During the weekend, anonymous State Department officials told the New York Times they were quite happy about the prospect of a Muslim Brotherhood candidate entering the race for the Egyptian presidency. Though the U.S. rightly considered the Brotherhood to be a potent threat to American interests as well as Middle East peace, in light of the strength shown by even more extreme Islamists, President Obama’s diplomatic team now apparently considers it to be an acceptable alternative. But this U.S. tilt toward the Brotherhood is just the latest of a series of inept moves that has destroyed American influence in Egypt.

Should the Brotherhood candidate for president succeed, it would create a dangerous situation in which this Islamist party would control both the executive and the parliament. This would place intolerable pressure on the army — which remains the sole force in the country that could act as a check on the Islamists — to back down and allow the Brotherhood untrammeled power.

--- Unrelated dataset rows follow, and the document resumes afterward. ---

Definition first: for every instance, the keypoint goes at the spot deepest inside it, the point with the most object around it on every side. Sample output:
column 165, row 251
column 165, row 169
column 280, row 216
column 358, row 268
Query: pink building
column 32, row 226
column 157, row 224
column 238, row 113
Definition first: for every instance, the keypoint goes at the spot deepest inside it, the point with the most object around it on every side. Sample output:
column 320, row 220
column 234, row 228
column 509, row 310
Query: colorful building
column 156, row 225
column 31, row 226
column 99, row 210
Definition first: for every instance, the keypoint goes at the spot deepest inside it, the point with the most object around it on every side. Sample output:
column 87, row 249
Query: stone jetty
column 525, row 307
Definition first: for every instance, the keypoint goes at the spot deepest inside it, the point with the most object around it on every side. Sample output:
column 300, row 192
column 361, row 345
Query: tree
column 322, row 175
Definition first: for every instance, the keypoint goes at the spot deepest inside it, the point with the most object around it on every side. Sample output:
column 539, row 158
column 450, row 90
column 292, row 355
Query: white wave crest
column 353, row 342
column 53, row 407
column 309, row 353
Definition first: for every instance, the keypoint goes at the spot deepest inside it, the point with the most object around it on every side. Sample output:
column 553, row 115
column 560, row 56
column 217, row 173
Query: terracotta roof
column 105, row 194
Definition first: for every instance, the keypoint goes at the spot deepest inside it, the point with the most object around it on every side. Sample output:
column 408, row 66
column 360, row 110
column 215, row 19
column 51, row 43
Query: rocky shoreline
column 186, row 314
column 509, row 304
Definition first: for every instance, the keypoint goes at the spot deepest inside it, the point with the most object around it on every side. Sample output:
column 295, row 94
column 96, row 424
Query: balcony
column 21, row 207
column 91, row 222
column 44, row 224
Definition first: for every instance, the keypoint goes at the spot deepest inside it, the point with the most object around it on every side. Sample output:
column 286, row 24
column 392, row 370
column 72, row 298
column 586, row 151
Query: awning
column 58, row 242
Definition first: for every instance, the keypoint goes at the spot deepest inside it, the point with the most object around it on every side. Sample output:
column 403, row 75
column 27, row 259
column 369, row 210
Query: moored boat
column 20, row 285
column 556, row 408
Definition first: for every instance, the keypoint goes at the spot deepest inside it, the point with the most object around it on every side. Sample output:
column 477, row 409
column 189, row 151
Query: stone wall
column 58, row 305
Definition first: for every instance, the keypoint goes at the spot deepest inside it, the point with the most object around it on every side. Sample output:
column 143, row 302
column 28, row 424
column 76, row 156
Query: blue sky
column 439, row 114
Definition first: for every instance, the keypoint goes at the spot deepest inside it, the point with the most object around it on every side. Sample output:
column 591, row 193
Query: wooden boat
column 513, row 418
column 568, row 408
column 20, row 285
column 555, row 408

Washington seemingly has no problems with this happening as it has bought hook, line and sinker, the Brotherhood’s claims it is now ready to embrace peace with Israel, avoid persecution of Egypt’s Christian minority, and promote a free enterprise model for economic development. As Eric Trager writes for the Washington Institute for Near East Policy’s website, the Brotherhood’s “détente” with the army command, in which they had promised not to try and run roughshod over secularists or to take over the country, is now in tatters, as their drive for power goes into overdrive. There is also the possibility the Salafis will beat the Brotherhood candidate anyway, in which case the country would drift even farther to the extremes.

Washington’s thinking appears to be that they would prefer an Islamist government along the lines of Turkey — which is what they assume the Brotherhood’s goal is — to one that is modeled after Iran. But either choice would be terrible. An Egypt in which the Brotherhood had a monopoly on power would not be friendly to the United States. And because the administration has discouraged the army from acting to head off the danger, it is difficult to see how any of this will turn out well unless the secular candidate, Amr Moussa, beats both Islamist candidates.

Obama abandoned Hosni Mubarak last year. With our embassy now backing the Brotherhood, secularists and the army must assume the president means to ditch them, too. In the meantime, Washington has failed to promote secular democratic groups and then appeased the military by not putting hold on U.S. aid when Americans were prosecuted for aiding dissidents. In other words, the only thing consistent about U.S. policy toward Egypt in the last year has been its inconsistency.

The result is that Egypt, once a staunch U.S. ally, has now fallen into the grip of competing Islamist parties while Washington foolishly tries to play favorites among a group that has little use for American interests or values. The rise of the Islamists in Cairo strengthens the hand of extremists like Hamas among the Palestinians and reduces the already minimal chances for peace with Israel.

President Obama chose Cairo as the venue for his vaunted attempt at outreach to the Muslim world while slighting Israel. Yet, if there is anything we can conclude from the past year it is that Egyptians and other Muslims who are embracing Islamist parties throughout the Middle East have no interest in Obama’s ideas and no use for the United States. That Cairo will soon be in the hands of competing factions of Islamists is a sobering but fitting epitaph for the administration’s feckless foreign policy.